Importante espalhar a má vontade com o ministro Haddad pelas várias instâncias do governo. “Um ponto óbvio de atrito é que o chefe da Casa Civil está sempre reclamando das restrições orçamentárias para as obras do PAC”. E nenhuma intriga estaria completa se não incluísse uma maledicência contra o presidente Lula: “Em 2018 Lula era candidato, estava preso e tentava na Justiça o direito de concorrer. (...) Mas Lula só desistiu da candidatura quando faltava uma hora para o fim do prazo”. E apimenta: “Foi uma campanha cruel, em que ele, indicado na última hora, não tinha autonomia para tomar decisões – disse uma pessoa que acompanha a carreira de Haddad”.
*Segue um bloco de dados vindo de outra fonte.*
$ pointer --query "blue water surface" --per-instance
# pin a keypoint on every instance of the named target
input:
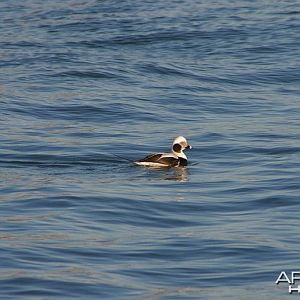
(84, 84)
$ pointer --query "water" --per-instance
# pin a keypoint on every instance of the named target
(81, 81)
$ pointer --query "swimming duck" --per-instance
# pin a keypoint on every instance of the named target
(175, 158)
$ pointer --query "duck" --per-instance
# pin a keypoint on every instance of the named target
(176, 158)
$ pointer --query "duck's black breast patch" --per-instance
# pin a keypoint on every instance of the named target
(177, 148)
(151, 158)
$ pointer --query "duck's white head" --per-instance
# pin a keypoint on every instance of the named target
(179, 145)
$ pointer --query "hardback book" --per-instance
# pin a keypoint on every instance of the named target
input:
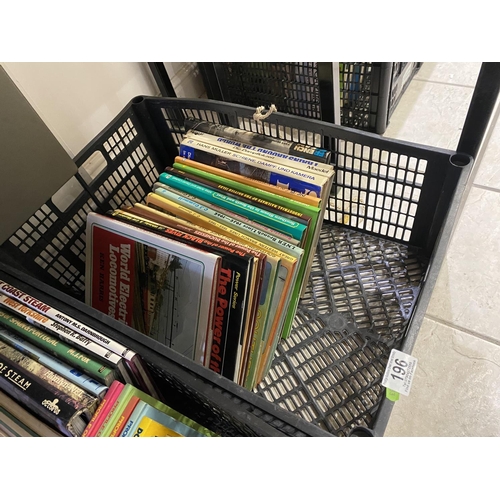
(295, 229)
(72, 394)
(270, 284)
(252, 193)
(268, 154)
(158, 286)
(151, 428)
(240, 274)
(189, 426)
(79, 341)
(56, 347)
(290, 256)
(132, 362)
(43, 399)
(27, 418)
(73, 375)
(313, 201)
(255, 168)
(299, 149)
(104, 409)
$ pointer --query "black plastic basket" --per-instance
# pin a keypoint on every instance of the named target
(381, 247)
(368, 92)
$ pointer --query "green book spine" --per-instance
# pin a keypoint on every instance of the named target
(122, 401)
(312, 236)
(56, 347)
(294, 229)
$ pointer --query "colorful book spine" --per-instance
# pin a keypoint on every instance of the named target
(78, 378)
(124, 417)
(103, 409)
(288, 267)
(43, 399)
(267, 154)
(193, 428)
(133, 419)
(133, 369)
(306, 151)
(150, 428)
(65, 333)
(294, 229)
(250, 167)
(236, 267)
(56, 347)
(148, 411)
(73, 395)
(313, 201)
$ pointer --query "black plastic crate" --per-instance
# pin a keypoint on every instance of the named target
(368, 91)
(379, 255)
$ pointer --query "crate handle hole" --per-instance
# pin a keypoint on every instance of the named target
(92, 167)
(67, 194)
(460, 160)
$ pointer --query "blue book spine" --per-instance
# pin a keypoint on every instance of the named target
(275, 178)
(73, 375)
(164, 419)
(286, 226)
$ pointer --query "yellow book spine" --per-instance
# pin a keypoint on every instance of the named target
(150, 428)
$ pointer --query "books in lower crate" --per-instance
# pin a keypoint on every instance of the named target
(50, 388)
(214, 261)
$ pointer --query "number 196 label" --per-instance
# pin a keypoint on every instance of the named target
(399, 372)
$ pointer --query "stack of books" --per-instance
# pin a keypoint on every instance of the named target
(59, 377)
(214, 261)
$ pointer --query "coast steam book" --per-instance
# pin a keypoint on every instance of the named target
(158, 286)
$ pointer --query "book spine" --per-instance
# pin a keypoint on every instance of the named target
(248, 166)
(60, 330)
(38, 396)
(102, 410)
(280, 145)
(267, 154)
(231, 263)
(313, 201)
(241, 218)
(81, 380)
(294, 229)
(248, 229)
(73, 395)
(68, 321)
(122, 421)
(252, 193)
(220, 186)
(150, 428)
(58, 348)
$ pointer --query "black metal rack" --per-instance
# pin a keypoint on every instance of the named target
(384, 238)
(367, 94)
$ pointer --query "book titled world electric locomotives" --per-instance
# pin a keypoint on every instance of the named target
(158, 286)
(242, 280)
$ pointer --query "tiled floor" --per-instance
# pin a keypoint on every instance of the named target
(456, 389)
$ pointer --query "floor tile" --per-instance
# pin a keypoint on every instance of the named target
(430, 113)
(457, 73)
(488, 169)
(456, 388)
(467, 292)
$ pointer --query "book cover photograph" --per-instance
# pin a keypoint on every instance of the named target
(159, 287)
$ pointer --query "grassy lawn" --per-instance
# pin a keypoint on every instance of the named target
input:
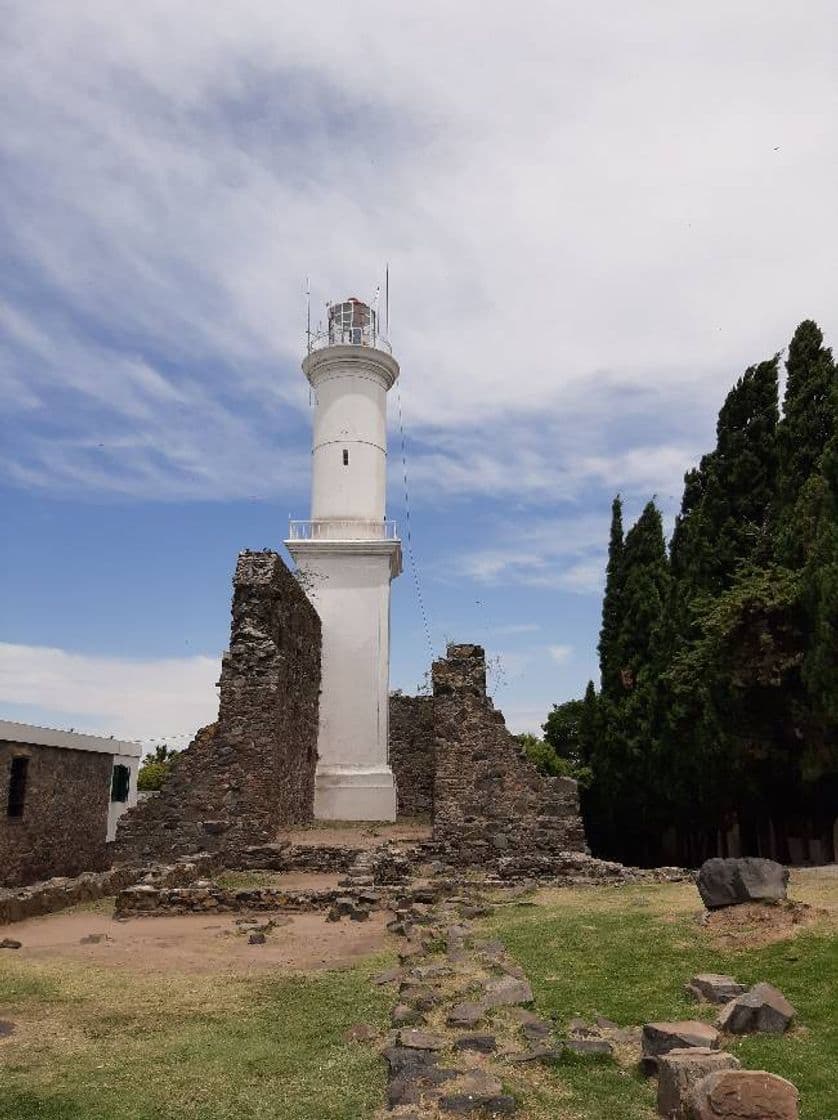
(101, 1044)
(626, 953)
(95, 1043)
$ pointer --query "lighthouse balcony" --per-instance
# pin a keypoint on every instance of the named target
(347, 530)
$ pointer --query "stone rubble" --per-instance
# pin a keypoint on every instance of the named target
(710, 988)
(743, 1094)
(680, 1070)
(746, 879)
(763, 1008)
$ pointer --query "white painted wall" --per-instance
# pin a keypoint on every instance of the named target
(124, 753)
(115, 809)
(347, 578)
(350, 386)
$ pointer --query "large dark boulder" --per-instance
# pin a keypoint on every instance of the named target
(729, 882)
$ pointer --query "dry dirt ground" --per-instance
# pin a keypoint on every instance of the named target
(199, 943)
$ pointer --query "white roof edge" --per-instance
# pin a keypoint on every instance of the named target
(70, 740)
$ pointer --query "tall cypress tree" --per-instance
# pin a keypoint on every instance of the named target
(644, 593)
(803, 434)
(727, 498)
(624, 796)
(612, 618)
(820, 593)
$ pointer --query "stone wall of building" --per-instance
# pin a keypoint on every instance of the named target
(252, 773)
(411, 753)
(63, 826)
(490, 801)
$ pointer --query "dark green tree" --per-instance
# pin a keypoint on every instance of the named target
(820, 595)
(623, 808)
(806, 429)
(561, 729)
(724, 518)
(610, 632)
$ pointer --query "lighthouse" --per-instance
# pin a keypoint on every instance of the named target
(347, 554)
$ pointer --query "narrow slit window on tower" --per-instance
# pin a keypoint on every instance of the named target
(17, 786)
(120, 783)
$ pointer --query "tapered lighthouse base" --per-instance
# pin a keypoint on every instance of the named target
(355, 795)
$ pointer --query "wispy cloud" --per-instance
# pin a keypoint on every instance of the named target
(561, 249)
(133, 699)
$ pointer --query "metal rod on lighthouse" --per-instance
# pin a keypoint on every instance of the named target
(308, 315)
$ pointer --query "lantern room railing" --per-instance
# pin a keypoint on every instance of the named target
(337, 530)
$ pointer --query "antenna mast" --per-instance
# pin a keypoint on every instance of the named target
(308, 315)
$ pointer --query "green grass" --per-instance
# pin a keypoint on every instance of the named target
(104, 1045)
(627, 953)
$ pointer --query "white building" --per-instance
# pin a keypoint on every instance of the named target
(347, 553)
(20, 742)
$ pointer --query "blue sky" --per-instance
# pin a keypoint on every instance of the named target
(594, 221)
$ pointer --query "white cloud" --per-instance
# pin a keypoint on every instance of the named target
(133, 699)
(577, 205)
(565, 553)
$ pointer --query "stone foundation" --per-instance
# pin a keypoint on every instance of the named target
(412, 754)
(57, 894)
(489, 800)
(252, 773)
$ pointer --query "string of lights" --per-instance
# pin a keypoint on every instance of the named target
(408, 530)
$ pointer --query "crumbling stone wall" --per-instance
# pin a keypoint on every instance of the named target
(411, 753)
(252, 773)
(489, 800)
(64, 823)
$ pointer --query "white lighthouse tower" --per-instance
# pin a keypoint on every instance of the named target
(348, 553)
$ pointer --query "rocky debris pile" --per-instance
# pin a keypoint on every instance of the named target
(266, 857)
(697, 1080)
(57, 894)
(732, 882)
(355, 907)
(763, 1008)
(710, 988)
(680, 1070)
(659, 1038)
(743, 1094)
(319, 858)
(147, 899)
(559, 868)
(387, 865)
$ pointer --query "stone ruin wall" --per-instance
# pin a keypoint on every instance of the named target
(250, 774)
(490, 801)
(63, 828)
(411, 753)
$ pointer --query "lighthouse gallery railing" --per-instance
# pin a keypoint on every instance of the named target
(336, 530)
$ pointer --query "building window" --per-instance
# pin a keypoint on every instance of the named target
(120, 783)
(17, 786)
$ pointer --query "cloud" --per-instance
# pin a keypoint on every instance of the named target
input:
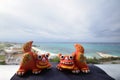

Completada a rede de intrigas, vem a receita do bolo, para que Fernando Haddad siga prestigiado e um nome no cast de candidatos para 2026: “Aprendeu em 2018, que, para cruzar o mar vermelho, em tempos de extrema direita, tem que costurar alianças”. Ou seja: atravesse, e abandone o vermelho que, se você ficar rosinha, nós abrimos os braços para você, com açúcar e com afeto.